Testing
This page covers the practical aspects of testing PROTEUS: running tests, writing tests, checking coverage, and working with CI.
For the conceptual framework behind the testing strategy (tier hierarchy, physics invariants, validation certification), see Test framework.
Quick start
Install with pip install -e ".[develop]", then:
pytest -m "unit and not skip" # Fast unit tests (~2 min)
pytest -m "smoke and not skip" # Smoke tests with real binaries
pytest --cov=src --cov-report=html # Generate coverage report
open htmlcov/index.html # View coverage in browser
Before committing:
pytest -m "unit and not skip"must passruff check src/ tests/ && ruff format src/ tests/must passbash tools/validate_test_structure.shmust pass
Test markers
Every test function carries a tier marker that controls when and where it runs:
| Marker | What it tests | Speed budget | CI surface |
|---|---|---|---|
@pytest.mark.unit |
Python logic, mocked physics | < 100 ms | Every PR |
@pytest.mark.smoke |
Real binaries, 1 timestep, low res | < 30 s | Every PR |
@pytest.mark.integration |
Multi-module coupling | Minutes | Nightly |
@pytest.mark.slow |
Full physics validation | Hours | Nightly |
@pytest.mark.skip |
Deliberately disabled | n/a | Never |
Every test file must have a module-level marker:
pytestmark = [pytest.mark.unit, pytest.mark.timeout(30)]
Timeout ceilings: 30 s for unit, 60 s for smoke, 300 s for integration, 3600 s for slow.
Which marker to use
- Most tests:
unit.
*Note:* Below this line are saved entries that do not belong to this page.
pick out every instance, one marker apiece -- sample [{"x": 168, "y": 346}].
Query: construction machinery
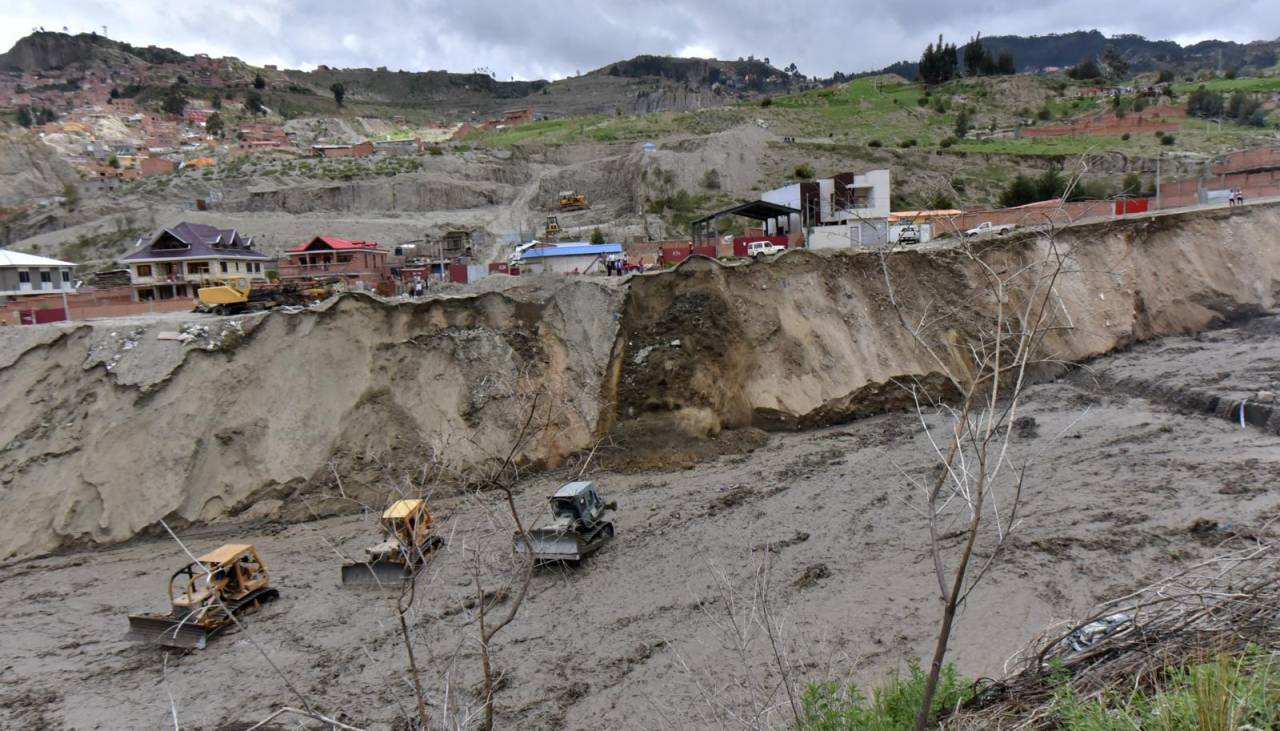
[
  {"x": 553, "y": 228},
  {"x": 205, "y": 595},
  {"x": 410, "y": 537},
  {"x": 572, "y": 201},
  {"x": 238, "y": 295},
  {"x": 577, "y": 526}
]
Mock external dependencies, test one function. - Testing real binaries:
smoke. SOCRATES, AGNI, or SPIDER actually running, 1 timestep. - Testing module coupling:
integration. Aragog + AGNI working together, multiple timesteps. - Full science validation:
slow. Multi-hour simulations comparing against published results.
Writing tests
File layout
Tests mirror the source tree:
src/proteus/utils/helper.py → tests/utils/test_helper.py
src/proteus/escape/wrapper.py → tests/escape/test_wrapper.py
Validate with bash tools/validate_test_structure.sh.
Basic test structure
import pytest
from proteus.utils.helper import my_function
pytestmark = [pytest.mark.unit, pytest.mark.timeout(30)]
def test_my_function_returns_expected_value():
"""Verify my_function computes the correct result for standard input."""
result = my_function(input_value=10)
assert result == pytest.approx(42.0, rel=1e-5)
# Discrimination: a common off-by-one bug would give 41.0,
# which is outside the tolerance
assert result > 41.5
Requirements for every test
- Docstring: state the physical scenario or contract being verified
- At least two assertions: the second discriminates against the most plausible wrong answer
- At least one edge case: boundary value, empty input, or extreme parameter
- No bare float
==: usepytest.approx(val, rel=...)ornp.testing.assert_allclose
Mocking
Unit tests mock external calls (SOCRATES, AGNI, SPIDER, file I/O):
from unittest.mock import patch, MagicMock
@pytest.mark.unit
def test_run_atmosphere_dispatches_to_agni():
"""Verify the atmosphere wrapper calls AGNI when module='agni'."""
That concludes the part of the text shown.